Sie sah ihren Vater dort stehen, wie er im Sommer seinen Salat wusch und Radieschen schnitt. Wie er sich freute, wenn er etwas frisch aus dem Garten, der sich steil hinter dem Haus den Hang hinaufzog, auf den Tisch bringen konnte. Sie dachte an seine Unfähigkeit, sich zu organisieren, den Haushalt zu führen. Zum Ende hin war es zuweilen mühsam gewesen, da nahezu alles an ihr hängen geblieben war. Sie dachte an seinen Durst, den sie zweifelsohne von ihm geerbt hatte. Oder sie hatten eben beide eine Reblaus als Lebens-Geist an ähnlich prominenter Stelle in ihrer Persönlichkeit sitzen. Josefine konnte sich ohnehin nicht vorstellen, dass es nur vier dieser Geister geben sollte. Die Menschen waren doch vielseitiger. Eugen mit seinen tausend Interessen war es in jedem Fall gewesen.
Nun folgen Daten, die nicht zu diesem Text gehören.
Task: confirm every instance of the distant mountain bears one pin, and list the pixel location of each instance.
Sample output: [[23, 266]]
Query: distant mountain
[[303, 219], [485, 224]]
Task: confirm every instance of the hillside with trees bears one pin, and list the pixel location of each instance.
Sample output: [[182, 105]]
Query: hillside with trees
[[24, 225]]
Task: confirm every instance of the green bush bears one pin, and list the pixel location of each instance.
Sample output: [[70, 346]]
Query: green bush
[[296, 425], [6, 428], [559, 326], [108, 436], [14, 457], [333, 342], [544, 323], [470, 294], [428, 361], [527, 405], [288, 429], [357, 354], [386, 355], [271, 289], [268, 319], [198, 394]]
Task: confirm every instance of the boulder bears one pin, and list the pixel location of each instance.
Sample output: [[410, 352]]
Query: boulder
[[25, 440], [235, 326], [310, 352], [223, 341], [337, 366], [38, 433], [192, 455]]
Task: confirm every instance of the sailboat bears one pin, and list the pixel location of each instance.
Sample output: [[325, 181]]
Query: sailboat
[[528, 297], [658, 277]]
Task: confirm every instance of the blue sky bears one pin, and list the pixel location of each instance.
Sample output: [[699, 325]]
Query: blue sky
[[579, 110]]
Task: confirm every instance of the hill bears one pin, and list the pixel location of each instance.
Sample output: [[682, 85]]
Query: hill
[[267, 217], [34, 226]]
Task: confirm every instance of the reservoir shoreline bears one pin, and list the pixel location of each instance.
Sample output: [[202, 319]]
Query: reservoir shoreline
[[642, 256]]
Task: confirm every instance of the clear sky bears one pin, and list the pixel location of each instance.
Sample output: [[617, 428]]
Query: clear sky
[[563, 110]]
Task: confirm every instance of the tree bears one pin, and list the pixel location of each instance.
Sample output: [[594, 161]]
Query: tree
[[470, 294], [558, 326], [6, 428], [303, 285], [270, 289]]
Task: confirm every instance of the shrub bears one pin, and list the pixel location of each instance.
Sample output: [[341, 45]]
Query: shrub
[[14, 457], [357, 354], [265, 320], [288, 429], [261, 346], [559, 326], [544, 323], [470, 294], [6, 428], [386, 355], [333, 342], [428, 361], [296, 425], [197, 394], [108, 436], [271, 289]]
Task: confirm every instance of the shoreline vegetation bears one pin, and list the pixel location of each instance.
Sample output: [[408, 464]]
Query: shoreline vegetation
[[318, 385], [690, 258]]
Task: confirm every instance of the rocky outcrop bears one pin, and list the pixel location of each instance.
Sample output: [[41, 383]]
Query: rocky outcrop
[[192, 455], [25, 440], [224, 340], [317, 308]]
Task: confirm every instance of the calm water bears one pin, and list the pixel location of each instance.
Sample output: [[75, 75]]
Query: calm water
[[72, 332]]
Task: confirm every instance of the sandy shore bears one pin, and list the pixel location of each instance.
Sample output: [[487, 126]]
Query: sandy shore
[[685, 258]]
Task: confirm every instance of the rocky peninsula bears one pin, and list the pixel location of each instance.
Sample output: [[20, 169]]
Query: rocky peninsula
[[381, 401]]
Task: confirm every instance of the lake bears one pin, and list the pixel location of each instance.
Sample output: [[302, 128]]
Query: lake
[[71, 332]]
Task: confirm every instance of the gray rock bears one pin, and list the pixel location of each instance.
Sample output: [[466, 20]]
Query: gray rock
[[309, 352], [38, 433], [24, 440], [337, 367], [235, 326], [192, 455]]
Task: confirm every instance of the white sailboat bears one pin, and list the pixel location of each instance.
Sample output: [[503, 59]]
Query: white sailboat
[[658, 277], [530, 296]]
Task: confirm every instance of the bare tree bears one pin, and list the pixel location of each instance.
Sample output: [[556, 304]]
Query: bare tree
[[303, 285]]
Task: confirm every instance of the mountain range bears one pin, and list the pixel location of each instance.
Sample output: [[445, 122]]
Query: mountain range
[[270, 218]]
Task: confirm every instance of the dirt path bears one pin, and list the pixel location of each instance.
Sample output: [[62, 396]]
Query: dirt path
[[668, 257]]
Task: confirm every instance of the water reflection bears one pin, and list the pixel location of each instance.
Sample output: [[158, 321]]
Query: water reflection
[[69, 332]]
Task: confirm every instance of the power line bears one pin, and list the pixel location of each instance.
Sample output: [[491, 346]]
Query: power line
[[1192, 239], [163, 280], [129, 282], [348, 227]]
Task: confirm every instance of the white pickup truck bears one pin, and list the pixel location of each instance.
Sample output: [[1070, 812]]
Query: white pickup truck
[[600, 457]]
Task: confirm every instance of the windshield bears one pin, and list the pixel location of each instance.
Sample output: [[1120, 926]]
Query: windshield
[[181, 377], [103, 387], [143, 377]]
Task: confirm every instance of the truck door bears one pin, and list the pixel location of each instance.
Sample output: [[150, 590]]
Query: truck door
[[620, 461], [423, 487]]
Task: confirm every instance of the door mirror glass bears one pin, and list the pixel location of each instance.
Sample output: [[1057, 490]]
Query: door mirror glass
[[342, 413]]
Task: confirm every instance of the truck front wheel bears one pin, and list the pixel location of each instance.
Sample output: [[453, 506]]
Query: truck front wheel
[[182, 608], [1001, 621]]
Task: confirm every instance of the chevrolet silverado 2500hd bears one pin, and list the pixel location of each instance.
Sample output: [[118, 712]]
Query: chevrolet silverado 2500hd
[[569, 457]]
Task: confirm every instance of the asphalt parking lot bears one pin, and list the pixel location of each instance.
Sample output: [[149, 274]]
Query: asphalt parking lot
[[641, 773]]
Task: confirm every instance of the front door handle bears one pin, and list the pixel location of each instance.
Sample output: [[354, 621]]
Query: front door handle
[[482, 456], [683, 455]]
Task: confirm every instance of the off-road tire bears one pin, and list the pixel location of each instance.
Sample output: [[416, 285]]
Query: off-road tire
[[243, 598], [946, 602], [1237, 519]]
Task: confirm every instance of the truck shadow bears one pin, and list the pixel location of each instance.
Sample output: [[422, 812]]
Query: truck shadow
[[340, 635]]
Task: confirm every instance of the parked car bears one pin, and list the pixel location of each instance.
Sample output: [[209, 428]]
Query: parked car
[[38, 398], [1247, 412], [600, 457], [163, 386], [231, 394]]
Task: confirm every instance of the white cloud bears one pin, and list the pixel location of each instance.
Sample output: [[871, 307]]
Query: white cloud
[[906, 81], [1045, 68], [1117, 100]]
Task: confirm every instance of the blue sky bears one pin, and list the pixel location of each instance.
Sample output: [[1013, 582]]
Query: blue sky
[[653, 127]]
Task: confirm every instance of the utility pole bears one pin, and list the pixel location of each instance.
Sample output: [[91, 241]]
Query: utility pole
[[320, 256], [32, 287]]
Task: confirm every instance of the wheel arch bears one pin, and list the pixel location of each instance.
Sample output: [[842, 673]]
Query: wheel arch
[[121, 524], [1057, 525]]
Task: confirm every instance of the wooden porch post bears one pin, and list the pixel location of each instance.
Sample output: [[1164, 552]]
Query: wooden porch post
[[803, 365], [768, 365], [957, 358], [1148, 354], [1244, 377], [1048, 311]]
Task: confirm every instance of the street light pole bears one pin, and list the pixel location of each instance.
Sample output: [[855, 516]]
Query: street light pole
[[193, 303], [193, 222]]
Als sie ihn an jenem Samstagnachmittag im vergangenen August auf der schweren Holzbank oben im Garten fand, den Kopf etwas schief an den Stamm der Eberesche gelehnt, war er weit über achtzig gewesen. Der Strohhut hatte vor ihm auf dem Boden gelegen. Das wenige schüttere Haar wiegte sich im Wind und sie hatte seine Stimme im Ohr. Die Stimme des leidenschaftlichen Lehrers. ‚Die Vogelbeere gehört zur Familie der Rosengewächse. Wenn die Beeren im Sonnenlicht leuchten, hat der Sommer seinen Zenit erreicht.‘
Er hatte ein ausgefülltes, intensives Leben gehabt. Ganz ohne Gestaltungsrahmen oder sonstigen Schnickschnack. Dabei hatte er sein Tal und die Villa Himmelreich, wie er sein Häuschen nannte, nur selten verlassen. Und er war gestorben, wie er es sich gewünscht hatte. Ohne aus seinem Haus ausziehen zu müssen. Und ohne zu frieren. Denn vor der Eiseskälte, die der Tod seiner Einschätzung nach mit sich brachte, hatte er sich sehr gefürchtet und während des letzten Winters so tüchtig eingeheizt, dass sie ein ums andere Mal Angst gehabt hatte, er könnte ersticken. Oder die Villa Himmelreich in Flammen aufgehen lassen.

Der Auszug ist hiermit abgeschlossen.